Son dönemde Balıkesir ve Kütahya merkezli meydana gelen ve bölge halkını tedirgin eden sarsıntıların ardından, bilim dünyasından Ege için kritik bir uyarı geldi. İzmir Dokuz Eylül Üniversitesi (DEÜ) Deprem Araştırma ve Uygulama Merkezi (DAUM) Müdürü Prof. Dr. Hasan Sözbilir, bölgedeki sismik hareketliliğin sıradan bir artçı aktiviteden çok daha fazlası olduğuna dikkat çekti. Sözbilir'in en çarpıcı tespiti ise jeolojik olarak "ölü" kabul edilen, yani yaklaşık 10 milyon yıldır deprem üretmeyen fayların bile yeniden aktif hale gelmesi oldu. Bu durumun, Ege Bölgesi'nin ne denli karmaşık ve dinamik bir tektonik yapıya sahip olduğunu bir kez daha gözler önüne serdiğini ifade eden uzman isim, "Geçmişte aktif olmayan faylar bile artık deprem üretir hale geldi. Bu, bölgedeki gerilimin ne denli arttığının bir göstergesidir" sözleriyle durumun ciddiyetini özetledi.
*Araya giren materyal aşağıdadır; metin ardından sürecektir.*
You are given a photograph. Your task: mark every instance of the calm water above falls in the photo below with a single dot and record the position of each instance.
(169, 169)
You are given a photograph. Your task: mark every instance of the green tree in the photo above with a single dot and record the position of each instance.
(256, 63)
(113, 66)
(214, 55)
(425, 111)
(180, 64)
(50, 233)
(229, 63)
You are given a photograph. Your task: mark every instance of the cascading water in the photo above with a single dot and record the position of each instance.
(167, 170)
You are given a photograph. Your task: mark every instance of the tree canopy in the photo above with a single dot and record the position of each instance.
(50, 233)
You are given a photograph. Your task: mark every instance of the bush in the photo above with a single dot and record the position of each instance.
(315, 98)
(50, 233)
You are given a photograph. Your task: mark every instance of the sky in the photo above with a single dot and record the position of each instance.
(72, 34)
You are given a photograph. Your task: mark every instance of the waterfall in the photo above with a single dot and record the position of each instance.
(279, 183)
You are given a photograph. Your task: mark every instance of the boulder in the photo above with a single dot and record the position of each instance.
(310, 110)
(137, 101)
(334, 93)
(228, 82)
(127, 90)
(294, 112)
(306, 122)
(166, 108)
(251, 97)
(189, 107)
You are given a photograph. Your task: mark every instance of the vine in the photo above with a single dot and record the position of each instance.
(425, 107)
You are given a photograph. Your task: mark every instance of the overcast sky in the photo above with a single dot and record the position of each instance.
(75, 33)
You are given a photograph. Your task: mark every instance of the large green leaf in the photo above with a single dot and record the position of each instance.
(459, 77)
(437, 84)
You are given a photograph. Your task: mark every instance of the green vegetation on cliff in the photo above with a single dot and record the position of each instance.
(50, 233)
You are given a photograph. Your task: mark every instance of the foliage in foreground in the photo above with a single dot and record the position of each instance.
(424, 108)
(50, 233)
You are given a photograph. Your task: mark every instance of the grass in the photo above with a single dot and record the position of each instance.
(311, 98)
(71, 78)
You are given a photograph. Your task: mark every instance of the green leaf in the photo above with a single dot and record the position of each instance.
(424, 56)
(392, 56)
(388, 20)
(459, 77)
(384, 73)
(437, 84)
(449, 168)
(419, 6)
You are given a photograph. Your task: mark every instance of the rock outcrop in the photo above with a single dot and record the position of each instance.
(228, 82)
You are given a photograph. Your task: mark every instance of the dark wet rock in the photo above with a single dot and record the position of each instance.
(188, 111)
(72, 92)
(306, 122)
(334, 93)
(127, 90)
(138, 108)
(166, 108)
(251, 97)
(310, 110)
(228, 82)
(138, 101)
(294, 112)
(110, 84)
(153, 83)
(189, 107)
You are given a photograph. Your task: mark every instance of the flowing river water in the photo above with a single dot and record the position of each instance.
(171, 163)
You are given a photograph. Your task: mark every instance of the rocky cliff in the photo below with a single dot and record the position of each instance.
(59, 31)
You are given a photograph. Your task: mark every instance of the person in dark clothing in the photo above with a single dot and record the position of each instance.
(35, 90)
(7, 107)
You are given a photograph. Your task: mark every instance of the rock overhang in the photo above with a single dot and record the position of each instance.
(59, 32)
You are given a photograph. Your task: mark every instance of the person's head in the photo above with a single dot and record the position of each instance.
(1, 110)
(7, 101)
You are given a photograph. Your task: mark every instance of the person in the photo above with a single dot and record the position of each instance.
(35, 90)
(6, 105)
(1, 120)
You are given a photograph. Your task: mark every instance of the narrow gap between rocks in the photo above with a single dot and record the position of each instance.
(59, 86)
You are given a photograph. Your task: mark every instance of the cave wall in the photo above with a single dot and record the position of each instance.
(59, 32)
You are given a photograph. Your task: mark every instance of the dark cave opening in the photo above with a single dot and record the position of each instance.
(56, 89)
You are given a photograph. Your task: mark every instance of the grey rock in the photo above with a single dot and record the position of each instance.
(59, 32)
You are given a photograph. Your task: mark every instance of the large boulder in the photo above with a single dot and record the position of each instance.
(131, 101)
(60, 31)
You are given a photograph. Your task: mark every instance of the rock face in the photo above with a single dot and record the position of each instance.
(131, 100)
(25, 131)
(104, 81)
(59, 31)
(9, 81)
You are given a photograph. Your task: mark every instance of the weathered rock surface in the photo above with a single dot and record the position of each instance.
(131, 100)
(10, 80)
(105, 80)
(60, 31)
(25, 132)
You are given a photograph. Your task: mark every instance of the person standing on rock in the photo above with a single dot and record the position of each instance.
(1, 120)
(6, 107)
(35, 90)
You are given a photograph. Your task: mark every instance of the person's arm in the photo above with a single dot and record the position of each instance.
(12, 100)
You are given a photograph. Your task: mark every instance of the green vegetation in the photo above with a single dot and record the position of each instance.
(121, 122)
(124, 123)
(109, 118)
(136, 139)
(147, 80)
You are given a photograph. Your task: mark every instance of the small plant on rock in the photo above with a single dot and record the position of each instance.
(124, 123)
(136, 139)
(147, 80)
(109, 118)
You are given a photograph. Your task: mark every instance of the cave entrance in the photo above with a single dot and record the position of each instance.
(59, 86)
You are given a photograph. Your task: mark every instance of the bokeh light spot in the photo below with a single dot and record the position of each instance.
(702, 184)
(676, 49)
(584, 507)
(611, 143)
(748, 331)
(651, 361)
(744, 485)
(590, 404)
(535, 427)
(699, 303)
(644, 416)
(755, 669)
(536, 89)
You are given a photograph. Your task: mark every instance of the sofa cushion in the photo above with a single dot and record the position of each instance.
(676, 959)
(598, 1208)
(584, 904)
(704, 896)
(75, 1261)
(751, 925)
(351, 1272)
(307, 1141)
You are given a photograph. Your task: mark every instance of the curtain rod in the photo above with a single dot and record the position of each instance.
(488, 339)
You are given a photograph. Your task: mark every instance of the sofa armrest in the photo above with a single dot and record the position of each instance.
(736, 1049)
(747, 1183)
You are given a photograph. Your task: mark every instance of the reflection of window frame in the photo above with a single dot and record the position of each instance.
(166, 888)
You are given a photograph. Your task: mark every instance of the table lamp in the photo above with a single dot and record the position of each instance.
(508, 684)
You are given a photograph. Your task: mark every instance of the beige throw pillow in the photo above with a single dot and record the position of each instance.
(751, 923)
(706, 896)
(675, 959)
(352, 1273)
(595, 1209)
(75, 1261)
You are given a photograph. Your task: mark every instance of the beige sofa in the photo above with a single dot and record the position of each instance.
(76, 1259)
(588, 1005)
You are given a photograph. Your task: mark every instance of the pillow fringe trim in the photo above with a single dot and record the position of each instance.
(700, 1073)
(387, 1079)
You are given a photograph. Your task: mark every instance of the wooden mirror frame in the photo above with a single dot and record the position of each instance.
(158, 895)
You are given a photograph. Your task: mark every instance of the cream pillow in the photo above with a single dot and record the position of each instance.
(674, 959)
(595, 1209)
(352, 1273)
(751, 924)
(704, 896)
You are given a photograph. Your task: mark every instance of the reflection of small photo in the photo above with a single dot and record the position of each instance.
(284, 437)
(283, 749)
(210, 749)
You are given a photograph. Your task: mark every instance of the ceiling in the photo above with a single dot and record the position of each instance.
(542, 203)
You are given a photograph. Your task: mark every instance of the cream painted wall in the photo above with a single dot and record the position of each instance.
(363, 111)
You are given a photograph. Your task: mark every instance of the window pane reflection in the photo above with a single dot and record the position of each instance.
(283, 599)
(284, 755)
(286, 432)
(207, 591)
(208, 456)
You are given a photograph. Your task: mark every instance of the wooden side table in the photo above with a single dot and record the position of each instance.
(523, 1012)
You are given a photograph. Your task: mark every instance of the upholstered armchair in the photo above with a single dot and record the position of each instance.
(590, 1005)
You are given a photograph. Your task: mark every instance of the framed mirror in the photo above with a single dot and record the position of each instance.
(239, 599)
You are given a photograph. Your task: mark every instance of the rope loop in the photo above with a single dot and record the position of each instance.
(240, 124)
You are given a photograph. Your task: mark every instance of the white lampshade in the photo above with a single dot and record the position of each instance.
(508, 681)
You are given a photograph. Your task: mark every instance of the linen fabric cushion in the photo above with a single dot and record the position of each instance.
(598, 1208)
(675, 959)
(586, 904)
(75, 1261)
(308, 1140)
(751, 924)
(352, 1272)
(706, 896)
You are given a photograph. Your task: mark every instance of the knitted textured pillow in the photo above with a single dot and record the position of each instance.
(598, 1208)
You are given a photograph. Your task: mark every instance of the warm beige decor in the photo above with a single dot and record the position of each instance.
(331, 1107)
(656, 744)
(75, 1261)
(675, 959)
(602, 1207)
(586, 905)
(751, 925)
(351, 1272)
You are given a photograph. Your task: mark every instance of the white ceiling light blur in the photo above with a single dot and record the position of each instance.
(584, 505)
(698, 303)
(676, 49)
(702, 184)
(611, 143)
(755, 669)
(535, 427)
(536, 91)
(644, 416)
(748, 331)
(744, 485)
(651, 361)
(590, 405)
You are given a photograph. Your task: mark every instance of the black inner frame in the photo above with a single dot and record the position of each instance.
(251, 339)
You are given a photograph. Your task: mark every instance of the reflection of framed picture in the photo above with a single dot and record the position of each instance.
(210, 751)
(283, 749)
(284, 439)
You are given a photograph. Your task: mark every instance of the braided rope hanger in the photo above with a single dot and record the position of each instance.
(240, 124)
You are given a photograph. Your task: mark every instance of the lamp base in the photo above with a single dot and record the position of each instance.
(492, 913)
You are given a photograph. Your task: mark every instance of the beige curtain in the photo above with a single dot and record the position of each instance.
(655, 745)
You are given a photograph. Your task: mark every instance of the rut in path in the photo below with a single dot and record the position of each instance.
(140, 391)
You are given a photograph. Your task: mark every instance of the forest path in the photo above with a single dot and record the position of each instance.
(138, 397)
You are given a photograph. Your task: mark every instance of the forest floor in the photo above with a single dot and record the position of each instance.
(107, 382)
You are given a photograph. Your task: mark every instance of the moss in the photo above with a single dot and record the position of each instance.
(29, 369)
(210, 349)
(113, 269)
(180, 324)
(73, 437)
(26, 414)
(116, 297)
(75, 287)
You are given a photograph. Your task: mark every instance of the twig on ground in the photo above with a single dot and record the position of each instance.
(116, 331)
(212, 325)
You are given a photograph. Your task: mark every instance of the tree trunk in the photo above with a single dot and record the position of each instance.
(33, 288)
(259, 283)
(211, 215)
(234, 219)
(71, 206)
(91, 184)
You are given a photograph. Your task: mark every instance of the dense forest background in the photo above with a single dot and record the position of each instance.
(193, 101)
Bölge 'deprem fırtınası' yaşıyor
Prof. Dr. Sözbilir, Ege'deki mevcut durumu basit bir artçı sarsıntı serisi olarak değil, "deprem fırtınası" olarak nitelendirdi. Bu fırtınanın, bölgede sıkça rastlanan jeotermal alanların varlığı ve 200'ün üzerindeki diri fay hattının birbiriyle yakın etkileşime girmesinden kaynaklandığını belirtti. Normal şartlarda ana şoktan sonra giderek azalan artçıların aksine, Ege'de ana şokla benzer büyüklükte, birbirini tetikleyen ve farklı lokasyonlarda ortaya çıkan sarsıntıların yaşanabileceğini vurguladı. Sözbilir, "Sındırgı ve Simav depremlerinden sonra gördüğümüz aktivite, bu deprem fırtınası teorisini doğrular nitelikte. Sarsıntılar bir süre daha farklı noktalarda devam edebilir. Bu, bölgenin jeolojik karakteristiğidir" dedi. Bu durum, bölgedeki yer kabuğunun sürekli bir gerilim biriktirdiğini ve bu enerjiyi küçük ve orta büyüklükteki depremlerle boşalttığını gösteriyor.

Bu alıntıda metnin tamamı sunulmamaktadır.